There’s no need for clandestine gatherings to sample a local drop these days, with several wine bars and cellars prominently located near the Port of Echuca. Two celebrations take over town each year, with big crowds to share wine, food and music. In winter the blues scene joins the scenery, and for summer the jazz bands hit town for a little jubilation. The music pours out of restaurants, clubs and wineries. Even the steamboats get into the act with some rambling down the river. Sweet notes echo off the decks, mingling with the high pitch of the ships whistle.

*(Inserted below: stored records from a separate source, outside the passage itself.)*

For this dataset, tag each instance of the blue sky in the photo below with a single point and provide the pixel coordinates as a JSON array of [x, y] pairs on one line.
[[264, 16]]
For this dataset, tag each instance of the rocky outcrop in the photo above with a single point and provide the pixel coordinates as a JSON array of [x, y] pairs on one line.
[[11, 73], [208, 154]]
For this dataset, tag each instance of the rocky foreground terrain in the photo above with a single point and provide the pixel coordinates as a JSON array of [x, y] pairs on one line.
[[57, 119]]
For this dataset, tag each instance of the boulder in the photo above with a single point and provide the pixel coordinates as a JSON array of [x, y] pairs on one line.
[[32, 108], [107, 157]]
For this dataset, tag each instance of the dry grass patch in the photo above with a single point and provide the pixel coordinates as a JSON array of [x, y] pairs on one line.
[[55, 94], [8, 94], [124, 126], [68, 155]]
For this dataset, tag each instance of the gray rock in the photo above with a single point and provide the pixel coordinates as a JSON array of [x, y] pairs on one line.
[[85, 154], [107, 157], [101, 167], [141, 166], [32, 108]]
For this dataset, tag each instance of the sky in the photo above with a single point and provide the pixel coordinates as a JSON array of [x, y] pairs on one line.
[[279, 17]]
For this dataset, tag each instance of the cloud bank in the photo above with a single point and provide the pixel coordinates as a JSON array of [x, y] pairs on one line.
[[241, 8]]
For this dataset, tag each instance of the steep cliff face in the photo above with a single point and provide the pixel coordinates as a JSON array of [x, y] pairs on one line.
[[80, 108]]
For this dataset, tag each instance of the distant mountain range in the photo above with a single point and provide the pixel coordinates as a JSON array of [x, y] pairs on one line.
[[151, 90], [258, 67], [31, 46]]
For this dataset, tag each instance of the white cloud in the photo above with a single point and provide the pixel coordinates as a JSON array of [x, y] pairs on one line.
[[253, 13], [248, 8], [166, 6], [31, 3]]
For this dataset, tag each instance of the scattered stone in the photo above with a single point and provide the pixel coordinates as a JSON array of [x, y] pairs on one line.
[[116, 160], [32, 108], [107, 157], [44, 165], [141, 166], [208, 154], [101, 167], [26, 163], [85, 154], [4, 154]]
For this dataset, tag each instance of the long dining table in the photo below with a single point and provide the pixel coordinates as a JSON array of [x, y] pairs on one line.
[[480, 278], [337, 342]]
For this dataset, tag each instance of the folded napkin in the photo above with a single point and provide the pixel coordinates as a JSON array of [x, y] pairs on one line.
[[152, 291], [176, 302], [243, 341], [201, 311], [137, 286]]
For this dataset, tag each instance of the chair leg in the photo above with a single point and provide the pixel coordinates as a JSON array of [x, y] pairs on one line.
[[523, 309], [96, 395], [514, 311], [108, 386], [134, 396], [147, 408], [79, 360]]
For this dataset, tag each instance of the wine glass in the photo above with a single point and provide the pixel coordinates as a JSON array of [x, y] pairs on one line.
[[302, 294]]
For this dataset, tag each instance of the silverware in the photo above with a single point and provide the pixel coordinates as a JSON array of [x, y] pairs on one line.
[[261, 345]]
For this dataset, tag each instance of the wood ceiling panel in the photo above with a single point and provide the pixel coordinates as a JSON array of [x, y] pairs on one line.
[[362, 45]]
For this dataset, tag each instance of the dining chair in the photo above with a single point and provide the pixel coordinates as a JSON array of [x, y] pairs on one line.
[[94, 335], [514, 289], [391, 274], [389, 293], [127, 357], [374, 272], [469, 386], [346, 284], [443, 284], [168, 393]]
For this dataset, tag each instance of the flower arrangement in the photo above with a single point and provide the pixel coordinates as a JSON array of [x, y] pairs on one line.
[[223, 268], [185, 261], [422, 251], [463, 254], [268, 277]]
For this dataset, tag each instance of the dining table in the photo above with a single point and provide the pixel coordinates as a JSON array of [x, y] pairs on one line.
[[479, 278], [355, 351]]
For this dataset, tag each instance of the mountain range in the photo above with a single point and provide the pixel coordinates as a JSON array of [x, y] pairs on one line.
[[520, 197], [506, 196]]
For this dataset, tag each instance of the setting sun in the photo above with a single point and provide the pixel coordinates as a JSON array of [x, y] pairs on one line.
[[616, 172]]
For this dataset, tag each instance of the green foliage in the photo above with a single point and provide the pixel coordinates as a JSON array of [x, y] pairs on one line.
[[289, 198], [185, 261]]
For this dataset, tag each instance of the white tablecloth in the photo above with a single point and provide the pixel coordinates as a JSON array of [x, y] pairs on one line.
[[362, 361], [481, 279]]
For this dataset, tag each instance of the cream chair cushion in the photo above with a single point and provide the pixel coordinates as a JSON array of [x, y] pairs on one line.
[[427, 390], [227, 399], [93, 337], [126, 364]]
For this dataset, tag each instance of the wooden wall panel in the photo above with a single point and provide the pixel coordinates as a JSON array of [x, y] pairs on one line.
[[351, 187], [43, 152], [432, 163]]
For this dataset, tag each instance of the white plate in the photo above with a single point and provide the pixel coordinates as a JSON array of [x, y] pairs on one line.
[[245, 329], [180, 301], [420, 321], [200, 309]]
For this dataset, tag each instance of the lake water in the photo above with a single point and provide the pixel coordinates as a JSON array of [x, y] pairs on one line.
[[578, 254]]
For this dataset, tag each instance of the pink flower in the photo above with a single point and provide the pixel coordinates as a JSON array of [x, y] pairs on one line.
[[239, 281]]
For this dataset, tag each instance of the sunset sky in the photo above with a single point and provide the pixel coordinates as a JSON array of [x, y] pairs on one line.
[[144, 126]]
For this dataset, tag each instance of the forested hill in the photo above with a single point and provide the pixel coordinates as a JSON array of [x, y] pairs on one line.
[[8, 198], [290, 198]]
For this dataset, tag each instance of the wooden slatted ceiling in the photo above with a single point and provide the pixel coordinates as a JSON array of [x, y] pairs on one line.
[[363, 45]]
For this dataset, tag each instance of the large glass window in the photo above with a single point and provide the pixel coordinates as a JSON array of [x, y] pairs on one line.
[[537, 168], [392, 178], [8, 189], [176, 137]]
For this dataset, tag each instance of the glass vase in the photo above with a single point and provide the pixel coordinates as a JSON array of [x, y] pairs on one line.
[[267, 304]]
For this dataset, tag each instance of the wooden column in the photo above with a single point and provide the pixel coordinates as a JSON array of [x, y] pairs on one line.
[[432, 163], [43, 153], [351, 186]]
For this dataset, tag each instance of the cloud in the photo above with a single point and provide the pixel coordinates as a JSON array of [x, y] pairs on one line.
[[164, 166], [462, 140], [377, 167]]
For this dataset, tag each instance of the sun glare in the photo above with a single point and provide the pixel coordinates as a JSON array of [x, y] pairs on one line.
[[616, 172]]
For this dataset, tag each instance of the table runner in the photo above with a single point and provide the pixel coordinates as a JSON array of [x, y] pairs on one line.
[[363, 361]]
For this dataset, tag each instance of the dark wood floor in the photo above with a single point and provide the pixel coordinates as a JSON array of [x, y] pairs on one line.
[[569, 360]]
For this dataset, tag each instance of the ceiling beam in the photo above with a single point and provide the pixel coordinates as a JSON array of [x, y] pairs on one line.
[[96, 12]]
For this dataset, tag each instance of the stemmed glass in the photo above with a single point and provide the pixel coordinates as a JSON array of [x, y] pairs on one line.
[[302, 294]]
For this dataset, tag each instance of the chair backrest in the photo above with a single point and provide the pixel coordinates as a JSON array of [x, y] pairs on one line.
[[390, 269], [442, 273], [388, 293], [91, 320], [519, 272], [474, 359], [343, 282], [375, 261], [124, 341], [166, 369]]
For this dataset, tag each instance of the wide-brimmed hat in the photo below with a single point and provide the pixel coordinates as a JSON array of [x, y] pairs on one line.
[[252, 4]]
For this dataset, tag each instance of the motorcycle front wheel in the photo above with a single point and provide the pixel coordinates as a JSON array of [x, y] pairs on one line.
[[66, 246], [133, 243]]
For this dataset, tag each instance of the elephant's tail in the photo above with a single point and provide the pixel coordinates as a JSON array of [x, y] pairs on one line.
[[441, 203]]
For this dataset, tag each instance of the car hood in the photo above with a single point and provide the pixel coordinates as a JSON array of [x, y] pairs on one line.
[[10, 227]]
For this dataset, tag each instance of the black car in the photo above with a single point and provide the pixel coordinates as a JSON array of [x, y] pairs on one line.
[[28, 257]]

If you want to enjoy iconic sights of the Murray with a band on board then the festivals are for you. The alternative is to slip into the serenity of a steamboat at sunset, accompanied by good food, great wines and flocks of native birds playing a few colourful songs of their own.
ON THE RIVER MURRAY
The twin towns of Echuca-Moama are half way between Albury and Mildura, and are host to annual jazz festivals every summer, and blues festival every winter. The music rambles down the river, in the towns and at nearby wineries.
PS Emmylou paddles the Murray most evenings. Couples can opt in for the dining cruise which includes meals and a selection of local wines.
WHERE TO STAY
Quest Echuca have serviced apartments in a great location near the Port of Echuca.